“She’s going, ‘What are all those people doing out there?!’ ” Perry said on a day that became ever more aimless as the hours lapsed on.
It had all begun so differently back in August, when the square-shouldered Texan, sharp in a suit and bright orange tie, bounded out of his big bus into the Charleston sunshine and announced that he was running for president.
“Howdy,” he said to the cheering crowd, telling the story of an ambitious son of cotton farmers who became governor of the 13th-largest economy in the world. He grinned with all the confidence of a man who had never lost an election and was soaring to the top of the Republican field.
Then came a clumsy debate performance in September and revelations about a family hunting camp with a racially charged name in October. Then in November, Perry froze — the “oops” debate when he forgot the name of the third federal agency he would abolish. And on Jan. 3, Perry finished next to last in Iowa. In a halting speech afterward, he shared a letter from a supporter.
“Basically I want you to know that you matter,” Perry read as his wife nodded and patted his back.

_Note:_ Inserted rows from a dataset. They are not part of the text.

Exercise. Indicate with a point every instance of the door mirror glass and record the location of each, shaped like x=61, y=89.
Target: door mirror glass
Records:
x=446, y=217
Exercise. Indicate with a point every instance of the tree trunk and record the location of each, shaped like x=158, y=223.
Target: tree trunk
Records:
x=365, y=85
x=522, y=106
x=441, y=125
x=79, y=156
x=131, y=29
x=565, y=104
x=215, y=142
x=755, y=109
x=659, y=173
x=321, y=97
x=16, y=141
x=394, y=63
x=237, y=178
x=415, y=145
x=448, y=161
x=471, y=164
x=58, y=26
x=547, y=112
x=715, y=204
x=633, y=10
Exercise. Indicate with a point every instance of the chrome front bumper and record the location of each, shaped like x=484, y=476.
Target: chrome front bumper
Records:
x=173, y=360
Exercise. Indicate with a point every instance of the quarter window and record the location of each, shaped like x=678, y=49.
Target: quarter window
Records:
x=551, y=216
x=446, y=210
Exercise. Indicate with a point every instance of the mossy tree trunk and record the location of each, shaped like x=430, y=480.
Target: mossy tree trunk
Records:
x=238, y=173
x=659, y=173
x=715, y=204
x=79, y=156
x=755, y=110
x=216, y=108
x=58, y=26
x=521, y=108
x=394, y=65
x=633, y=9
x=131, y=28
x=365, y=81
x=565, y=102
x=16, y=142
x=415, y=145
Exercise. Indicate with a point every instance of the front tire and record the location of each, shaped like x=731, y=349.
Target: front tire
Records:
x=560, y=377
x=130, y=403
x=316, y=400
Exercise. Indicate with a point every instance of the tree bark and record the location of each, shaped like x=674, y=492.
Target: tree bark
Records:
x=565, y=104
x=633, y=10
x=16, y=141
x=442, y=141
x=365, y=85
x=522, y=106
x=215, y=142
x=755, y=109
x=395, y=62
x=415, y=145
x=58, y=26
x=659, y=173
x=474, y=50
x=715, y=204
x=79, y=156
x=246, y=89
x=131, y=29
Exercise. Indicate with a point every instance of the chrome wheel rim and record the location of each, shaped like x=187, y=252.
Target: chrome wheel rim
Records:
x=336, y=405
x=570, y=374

He was going home to Texas to reassess, he said, and with that, a presidential campaign that pundits had started calling one of the most mismanaged in recent history seemed to be over.
Except that the very next day, Perry tweeted a photograph of himself in a black spandex running outfit. He was back, he said. He was pressing on to South Carolina.
And so, here he was on an overcast Thursday morning, beginning a day of appearances by walking into Lizard’s Thicket restaurant and a kind of political and personal netherworld — his poll numbers in the single digits, his confidence challenged, his campaign lingering in some strange place between the last throes of death and the dim possibility of revival.
A warm and smiling breakfast crowd of 27 people greeted him, a number that included five children and two of Perry’s financial backers who said they had flown in from Houston to offer moral support. Local campaign workers had taped up a few Perry for President posters, and outside, a row of Perry signs in a grassy median were twinned with ones for a town council candidate.
On day 153, Perry wore pleated gray pants, a blue fleece sweater and thick-soled orthopedic shoes. His hair, famously brown-looking on TV, was in reality feathered with gray. His stature, famously rugged-looking on TV, seemed in person a bit less so.